Determination of polypeptide antibiotics in animal tissues using liquid chromatography tandem mass spectrometry based on in-line molecularly imprinted solid-phase extraction

Abstract

Effective purification and enrichment of polypeptide antibiotics in animal tissues is always a challenge, due to the co-extraction of other endogenous peptides which usually interfere their final determination. In this study, a molecularly imprinted column was prepared by packing polymyxin E-imprinted particles into a 100 mm × 4.6 mm i.d. HPLC column. The as-prepared imprinted columns were able to tolerate 100% aqueous phase and exhibited good stability and high column efficiency.

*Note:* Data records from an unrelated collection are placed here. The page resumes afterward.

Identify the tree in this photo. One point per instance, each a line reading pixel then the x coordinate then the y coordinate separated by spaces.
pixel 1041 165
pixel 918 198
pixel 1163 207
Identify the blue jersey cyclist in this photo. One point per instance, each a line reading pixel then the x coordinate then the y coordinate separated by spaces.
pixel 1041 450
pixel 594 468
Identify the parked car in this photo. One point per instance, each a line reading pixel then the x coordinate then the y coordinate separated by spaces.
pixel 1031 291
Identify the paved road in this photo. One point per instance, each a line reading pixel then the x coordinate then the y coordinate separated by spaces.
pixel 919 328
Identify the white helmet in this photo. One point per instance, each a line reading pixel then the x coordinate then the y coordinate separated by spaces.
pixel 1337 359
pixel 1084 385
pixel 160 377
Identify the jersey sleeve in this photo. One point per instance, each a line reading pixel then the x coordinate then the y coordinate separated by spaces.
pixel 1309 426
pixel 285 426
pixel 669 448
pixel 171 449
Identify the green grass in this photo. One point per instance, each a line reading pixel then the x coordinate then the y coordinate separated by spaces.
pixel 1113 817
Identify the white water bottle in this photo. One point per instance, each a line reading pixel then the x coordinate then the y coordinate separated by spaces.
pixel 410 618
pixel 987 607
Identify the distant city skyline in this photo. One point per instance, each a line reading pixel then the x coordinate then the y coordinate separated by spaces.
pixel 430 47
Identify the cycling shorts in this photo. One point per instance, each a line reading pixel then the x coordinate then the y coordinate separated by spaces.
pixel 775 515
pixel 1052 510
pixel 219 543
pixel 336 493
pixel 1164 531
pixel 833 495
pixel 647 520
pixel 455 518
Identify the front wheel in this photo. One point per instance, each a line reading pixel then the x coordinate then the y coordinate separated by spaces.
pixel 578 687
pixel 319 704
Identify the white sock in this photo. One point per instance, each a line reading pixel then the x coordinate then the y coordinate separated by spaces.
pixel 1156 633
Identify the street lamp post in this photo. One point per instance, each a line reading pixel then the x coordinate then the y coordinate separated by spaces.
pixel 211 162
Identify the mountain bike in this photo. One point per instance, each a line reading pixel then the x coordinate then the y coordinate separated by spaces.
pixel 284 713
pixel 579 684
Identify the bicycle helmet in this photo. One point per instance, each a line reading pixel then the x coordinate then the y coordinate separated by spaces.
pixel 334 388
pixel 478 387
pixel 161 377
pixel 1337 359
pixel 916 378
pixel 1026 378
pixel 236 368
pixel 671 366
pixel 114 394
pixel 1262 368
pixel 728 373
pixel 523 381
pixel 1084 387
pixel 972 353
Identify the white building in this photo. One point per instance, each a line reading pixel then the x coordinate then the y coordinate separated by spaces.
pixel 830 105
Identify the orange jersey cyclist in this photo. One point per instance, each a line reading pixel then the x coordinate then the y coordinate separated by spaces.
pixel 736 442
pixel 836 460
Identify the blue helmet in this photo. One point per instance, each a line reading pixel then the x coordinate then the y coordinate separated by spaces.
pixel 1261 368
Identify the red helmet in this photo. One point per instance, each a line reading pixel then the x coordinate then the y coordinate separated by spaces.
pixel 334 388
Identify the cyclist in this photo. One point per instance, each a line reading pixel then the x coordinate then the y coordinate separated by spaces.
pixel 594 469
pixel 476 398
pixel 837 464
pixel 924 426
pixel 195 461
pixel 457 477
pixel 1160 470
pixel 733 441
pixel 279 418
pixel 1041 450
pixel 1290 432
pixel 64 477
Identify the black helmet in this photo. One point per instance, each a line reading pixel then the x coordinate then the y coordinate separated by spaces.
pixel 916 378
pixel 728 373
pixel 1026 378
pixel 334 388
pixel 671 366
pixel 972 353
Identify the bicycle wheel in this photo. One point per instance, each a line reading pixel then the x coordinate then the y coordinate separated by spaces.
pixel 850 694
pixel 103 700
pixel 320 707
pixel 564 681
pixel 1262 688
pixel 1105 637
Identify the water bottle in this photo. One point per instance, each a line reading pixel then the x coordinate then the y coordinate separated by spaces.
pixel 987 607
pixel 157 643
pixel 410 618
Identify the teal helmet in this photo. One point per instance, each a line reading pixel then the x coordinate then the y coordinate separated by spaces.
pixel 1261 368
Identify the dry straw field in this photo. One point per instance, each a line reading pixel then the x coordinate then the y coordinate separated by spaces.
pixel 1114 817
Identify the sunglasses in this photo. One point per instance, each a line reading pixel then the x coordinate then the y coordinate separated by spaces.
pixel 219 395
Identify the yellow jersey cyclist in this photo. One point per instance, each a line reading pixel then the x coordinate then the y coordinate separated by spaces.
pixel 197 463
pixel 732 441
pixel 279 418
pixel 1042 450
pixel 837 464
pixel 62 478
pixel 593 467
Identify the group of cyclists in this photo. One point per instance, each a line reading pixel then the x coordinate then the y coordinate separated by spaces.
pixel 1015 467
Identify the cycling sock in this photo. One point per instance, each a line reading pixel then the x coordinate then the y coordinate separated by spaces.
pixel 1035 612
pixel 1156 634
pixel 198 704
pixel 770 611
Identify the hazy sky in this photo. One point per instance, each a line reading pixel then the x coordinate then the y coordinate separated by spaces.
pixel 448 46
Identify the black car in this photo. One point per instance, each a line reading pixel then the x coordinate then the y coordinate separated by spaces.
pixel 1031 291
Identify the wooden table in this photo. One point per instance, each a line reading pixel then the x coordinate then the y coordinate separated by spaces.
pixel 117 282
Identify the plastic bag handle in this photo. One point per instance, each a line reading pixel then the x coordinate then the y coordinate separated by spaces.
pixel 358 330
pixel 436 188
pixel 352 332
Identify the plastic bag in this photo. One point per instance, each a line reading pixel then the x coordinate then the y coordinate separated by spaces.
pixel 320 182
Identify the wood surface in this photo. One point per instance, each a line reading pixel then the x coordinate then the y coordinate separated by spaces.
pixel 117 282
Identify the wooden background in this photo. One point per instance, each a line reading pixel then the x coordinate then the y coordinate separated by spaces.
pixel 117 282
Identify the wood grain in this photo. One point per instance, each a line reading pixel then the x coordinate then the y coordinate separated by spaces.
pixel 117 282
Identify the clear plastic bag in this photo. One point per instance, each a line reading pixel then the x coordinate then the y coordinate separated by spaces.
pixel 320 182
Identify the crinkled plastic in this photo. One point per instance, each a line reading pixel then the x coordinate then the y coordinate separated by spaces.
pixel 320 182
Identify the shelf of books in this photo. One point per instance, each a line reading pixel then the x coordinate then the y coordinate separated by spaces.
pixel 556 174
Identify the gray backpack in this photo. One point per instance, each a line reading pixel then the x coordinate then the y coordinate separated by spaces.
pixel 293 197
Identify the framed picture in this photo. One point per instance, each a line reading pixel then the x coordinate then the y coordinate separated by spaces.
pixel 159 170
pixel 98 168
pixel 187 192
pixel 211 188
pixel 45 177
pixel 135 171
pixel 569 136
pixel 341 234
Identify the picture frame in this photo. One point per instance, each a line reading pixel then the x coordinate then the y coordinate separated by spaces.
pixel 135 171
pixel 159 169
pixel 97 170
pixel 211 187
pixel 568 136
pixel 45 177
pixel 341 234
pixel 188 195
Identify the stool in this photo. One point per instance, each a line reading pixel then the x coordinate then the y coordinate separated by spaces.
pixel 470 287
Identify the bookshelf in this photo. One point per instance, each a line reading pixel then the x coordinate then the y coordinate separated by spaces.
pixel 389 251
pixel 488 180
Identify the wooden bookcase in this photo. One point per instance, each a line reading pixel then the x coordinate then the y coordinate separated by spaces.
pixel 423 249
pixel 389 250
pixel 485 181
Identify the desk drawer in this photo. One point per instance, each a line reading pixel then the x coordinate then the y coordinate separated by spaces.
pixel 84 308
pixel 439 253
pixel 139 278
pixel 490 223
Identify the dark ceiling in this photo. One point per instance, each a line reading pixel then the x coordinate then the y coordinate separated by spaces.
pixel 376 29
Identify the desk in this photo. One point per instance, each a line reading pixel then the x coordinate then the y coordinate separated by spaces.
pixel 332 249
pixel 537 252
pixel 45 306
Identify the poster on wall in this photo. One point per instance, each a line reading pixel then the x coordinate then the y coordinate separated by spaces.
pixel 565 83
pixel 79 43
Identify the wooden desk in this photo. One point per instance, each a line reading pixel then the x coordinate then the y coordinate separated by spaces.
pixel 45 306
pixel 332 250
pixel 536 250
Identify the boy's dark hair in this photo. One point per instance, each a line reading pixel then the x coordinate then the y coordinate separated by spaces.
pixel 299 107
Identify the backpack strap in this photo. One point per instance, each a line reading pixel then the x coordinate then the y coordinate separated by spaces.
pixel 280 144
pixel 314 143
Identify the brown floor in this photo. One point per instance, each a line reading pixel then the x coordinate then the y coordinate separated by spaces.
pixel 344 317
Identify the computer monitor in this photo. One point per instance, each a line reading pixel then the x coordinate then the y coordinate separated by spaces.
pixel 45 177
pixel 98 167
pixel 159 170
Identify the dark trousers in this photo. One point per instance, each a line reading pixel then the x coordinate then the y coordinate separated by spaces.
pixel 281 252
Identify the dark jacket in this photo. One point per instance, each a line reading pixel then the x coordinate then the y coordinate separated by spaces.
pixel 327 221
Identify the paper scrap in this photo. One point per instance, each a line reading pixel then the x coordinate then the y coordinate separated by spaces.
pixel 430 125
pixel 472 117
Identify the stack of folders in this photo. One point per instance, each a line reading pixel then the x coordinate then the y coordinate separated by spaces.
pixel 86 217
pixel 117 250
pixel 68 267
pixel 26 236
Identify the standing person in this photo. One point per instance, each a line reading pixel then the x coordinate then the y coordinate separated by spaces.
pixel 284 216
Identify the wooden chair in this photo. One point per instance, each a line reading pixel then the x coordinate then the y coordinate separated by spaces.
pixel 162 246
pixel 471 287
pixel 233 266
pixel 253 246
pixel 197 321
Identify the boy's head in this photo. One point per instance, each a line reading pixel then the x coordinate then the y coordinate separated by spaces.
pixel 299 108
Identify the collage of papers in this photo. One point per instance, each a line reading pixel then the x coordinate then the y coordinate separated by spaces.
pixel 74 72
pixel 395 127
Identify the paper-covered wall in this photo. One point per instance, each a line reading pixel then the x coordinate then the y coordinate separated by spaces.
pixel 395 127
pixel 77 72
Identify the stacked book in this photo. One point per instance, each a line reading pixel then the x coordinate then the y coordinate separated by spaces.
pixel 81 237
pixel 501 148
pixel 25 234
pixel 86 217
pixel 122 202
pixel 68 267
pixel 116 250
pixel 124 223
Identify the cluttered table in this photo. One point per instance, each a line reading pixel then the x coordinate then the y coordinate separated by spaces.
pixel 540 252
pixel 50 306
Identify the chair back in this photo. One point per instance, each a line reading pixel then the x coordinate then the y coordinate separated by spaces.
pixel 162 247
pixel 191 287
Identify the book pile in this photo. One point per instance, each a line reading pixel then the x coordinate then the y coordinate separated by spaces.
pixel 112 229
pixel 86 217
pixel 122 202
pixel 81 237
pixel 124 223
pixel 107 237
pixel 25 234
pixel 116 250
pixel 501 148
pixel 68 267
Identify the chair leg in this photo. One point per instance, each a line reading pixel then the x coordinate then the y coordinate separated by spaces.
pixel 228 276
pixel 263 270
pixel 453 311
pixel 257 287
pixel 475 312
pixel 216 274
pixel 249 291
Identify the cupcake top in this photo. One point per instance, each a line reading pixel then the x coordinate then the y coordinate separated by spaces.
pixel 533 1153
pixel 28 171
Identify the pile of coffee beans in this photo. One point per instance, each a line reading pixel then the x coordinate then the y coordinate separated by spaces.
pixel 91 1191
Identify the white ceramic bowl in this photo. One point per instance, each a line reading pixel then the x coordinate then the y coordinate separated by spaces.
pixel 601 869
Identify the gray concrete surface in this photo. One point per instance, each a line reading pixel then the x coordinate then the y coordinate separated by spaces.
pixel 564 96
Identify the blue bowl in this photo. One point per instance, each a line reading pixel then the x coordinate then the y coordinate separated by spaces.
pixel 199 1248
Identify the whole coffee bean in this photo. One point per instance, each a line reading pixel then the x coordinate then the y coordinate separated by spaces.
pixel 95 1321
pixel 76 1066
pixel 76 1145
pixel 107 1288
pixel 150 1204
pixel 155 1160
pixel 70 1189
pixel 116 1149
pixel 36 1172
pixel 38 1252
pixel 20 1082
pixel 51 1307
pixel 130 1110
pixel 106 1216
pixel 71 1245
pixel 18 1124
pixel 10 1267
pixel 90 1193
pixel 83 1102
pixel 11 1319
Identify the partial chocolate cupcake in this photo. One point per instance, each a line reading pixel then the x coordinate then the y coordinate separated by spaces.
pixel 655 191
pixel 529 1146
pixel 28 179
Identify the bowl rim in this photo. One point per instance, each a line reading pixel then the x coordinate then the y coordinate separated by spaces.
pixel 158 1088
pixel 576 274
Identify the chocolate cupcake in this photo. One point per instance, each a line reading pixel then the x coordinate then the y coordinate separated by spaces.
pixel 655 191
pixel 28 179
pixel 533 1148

Polypeptides antibiotics with similar molecular size or spatial structure to polymyxin E were well retained by the imprinted column, suggesting class selectivity. After optimization of mobile phase conditions of imprinted column, polypeptide antibiotics in animal tissue extracts were enriched and cleaned up by in-line molecularly imprinted solid-phase extraction, allowing the screening of target analytes in complex samples at low concentration levels by UV detection. Eluate fraction from the imprinted column was collected, and further dried and re-dissolved with methanol-0.5% formic acid aqueous solution (80:20, v/v) for final LC-MS/MS analysis. Analysis was accomplished using multiple reaction monitoring (MRM) in positive electrospray ionization mode and analytes quantified using the matrix-matched external calibration curves. The results showed high correlation coefficients for target analytes in the linear range of 2 ∼ 200 μg kg−1. At four different concentration levels (limit of quantification, 50, 100 and 200 μg kg−1), recoveries of four polypeptide antibiotics in swine, cattle and chicken muscles ranged from 66.7 to 94.5% with relative standard deviations lower than 16.0%. The limits of detection (LOD) were 2.0 ∼ 4.0 μg/kg, depending upon the analyte and sample. Compared with a conventional pretreatment method, the imprinted column was able to remove more impurities and to significantly reduce matrix effects, allowing the accurate analysis of polypeptide antibiotics.